It is astonishing how quickly we can accept almost any situation – if we have to – and adjust ourselves to it and forget about it.
There was a story of a woman who had lost her son in a WWII. Prostrated with grief, she had fallen apart. She became bitter, resentful, reflected her work, friends – her entire world was collapsing around her. She asked her self constantly, “why did you take my boy? This good boy? Why did he have to be killed?” It was so overwhelming to the point that she quit her job and was going to head for isolation and possibly suicide shortly after.
However, one day, the day she was officially resigning, clearing out her desk…she came across a letter that she had forgotten. A letter from the nephew who had been killed, a letter he had written to her when her mother died just a few years prior.
“Ofcourse, we will all miss her, and especially you.

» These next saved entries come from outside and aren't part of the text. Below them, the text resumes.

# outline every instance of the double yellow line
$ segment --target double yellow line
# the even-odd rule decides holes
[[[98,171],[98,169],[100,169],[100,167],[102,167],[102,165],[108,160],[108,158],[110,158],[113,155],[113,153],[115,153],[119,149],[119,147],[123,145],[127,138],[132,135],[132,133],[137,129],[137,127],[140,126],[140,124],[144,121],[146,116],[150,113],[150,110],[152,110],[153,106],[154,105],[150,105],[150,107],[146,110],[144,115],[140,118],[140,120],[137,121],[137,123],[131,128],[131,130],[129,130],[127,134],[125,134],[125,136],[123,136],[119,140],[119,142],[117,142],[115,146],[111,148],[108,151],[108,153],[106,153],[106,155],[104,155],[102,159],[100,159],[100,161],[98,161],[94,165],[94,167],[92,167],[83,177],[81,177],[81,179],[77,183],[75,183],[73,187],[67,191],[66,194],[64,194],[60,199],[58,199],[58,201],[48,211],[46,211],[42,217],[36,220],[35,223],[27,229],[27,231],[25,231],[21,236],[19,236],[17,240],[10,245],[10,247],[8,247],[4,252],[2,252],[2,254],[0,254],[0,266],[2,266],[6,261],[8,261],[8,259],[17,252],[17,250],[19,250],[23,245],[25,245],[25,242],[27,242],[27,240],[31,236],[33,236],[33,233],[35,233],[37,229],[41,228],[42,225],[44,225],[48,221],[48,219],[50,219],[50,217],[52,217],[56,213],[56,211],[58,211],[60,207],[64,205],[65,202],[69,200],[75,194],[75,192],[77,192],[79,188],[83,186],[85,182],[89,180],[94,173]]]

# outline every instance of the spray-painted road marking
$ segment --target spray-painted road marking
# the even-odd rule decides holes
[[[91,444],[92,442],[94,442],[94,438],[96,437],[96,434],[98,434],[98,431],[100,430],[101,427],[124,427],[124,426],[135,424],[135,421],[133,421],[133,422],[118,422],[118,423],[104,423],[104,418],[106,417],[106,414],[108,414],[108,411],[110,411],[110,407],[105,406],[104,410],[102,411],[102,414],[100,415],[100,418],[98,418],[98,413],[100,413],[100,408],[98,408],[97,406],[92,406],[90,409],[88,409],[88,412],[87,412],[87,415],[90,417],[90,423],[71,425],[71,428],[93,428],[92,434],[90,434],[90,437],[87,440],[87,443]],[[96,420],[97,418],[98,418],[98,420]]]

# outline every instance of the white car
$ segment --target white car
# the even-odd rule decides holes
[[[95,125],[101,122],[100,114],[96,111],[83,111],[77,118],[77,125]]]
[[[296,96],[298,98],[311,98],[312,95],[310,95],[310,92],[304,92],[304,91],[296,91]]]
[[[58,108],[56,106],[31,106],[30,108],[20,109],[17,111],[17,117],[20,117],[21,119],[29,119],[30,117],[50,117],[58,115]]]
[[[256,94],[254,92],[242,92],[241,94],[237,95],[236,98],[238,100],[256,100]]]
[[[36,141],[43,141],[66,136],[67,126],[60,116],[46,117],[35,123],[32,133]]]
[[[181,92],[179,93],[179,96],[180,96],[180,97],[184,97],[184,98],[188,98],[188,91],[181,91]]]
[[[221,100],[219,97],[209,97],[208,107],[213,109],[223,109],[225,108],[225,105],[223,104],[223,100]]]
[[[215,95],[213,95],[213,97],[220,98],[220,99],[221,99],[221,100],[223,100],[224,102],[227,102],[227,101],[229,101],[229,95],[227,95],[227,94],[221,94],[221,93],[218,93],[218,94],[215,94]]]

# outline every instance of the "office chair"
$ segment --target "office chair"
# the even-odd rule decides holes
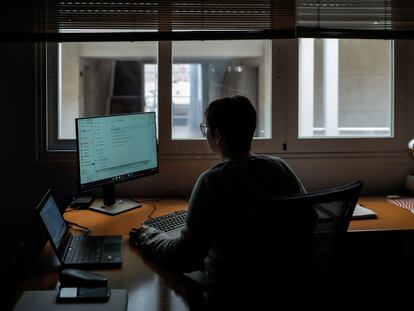
[[[363,182],[352,183],[316,192],[280,197],[274,204],[286,208],[310,208],[315,223],[310,244],[312,271],[320,276],[333,272],[338,264],[340,248],[348,230]]]
[[[300,293],[318,285],[324,291],[333,286],[326,280],[338,275],[339,251],[362,187],[355,181],[268,200],[225,201],[221,275],[209,287],[188,281],[190,309],[203,310],[206,302],[209,310],[283,306],[302,302]]]

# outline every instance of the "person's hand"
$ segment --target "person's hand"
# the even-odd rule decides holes
[[[129,232],[129,241],[136,246],[142,246],[145,241],[153,238],[160,233],[159,230],[142,224],[139,228],[132,228]]]
[[[149,226],[142,224],[139,228],[138,228],[138,232],[141,234],[142,232],[144,232],[145,230],[147,230],[149,228]]]
[[[138,237],[140,239],[141,242],[151,239],[154,236],[158,235],[159,233],[161,233],[161,231],[159,231],[158,229],[155,229],[154,227],[151,226],[147,226],[145,224],[142,224],[141,227],[139,227],[138,229]]]

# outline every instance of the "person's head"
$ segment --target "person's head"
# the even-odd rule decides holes
[[[223,97],[211,102],[204,112],[207,140],[223,156],[248,153],[256,130],[256,110],[244,96]]]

But I know you’ll carry on. Your own personal philosophy will make you do that. I shall never forget the beautiful truths you taught me. Wherever I am, or how far apart we may be, I shall always remember that you taught me to smile, and to take what comes, like a man.” – The Deceased Son
After she read it, she reread the letter repeatedly and it seemed as if he was sitting right there beside her, speaking to her.
“Why don’t you do what you taught me to do? Carry on, no matter what happens. Hide your private sorrows under a smile and carry on.
This lady did what we all have to do sooner or later. Accept inevitability.
Being through so many transgressions, animosity, bigotry, and all other adjectives that are synonymous, I can relate. We all can relate. I’ve accepted the fact that I will never see or talk to my brother again for as long as I live. I’ve accepted the fact that my family doesn’t like me because I’m “different.” I’ve accepted it all….and now I can move on with my life.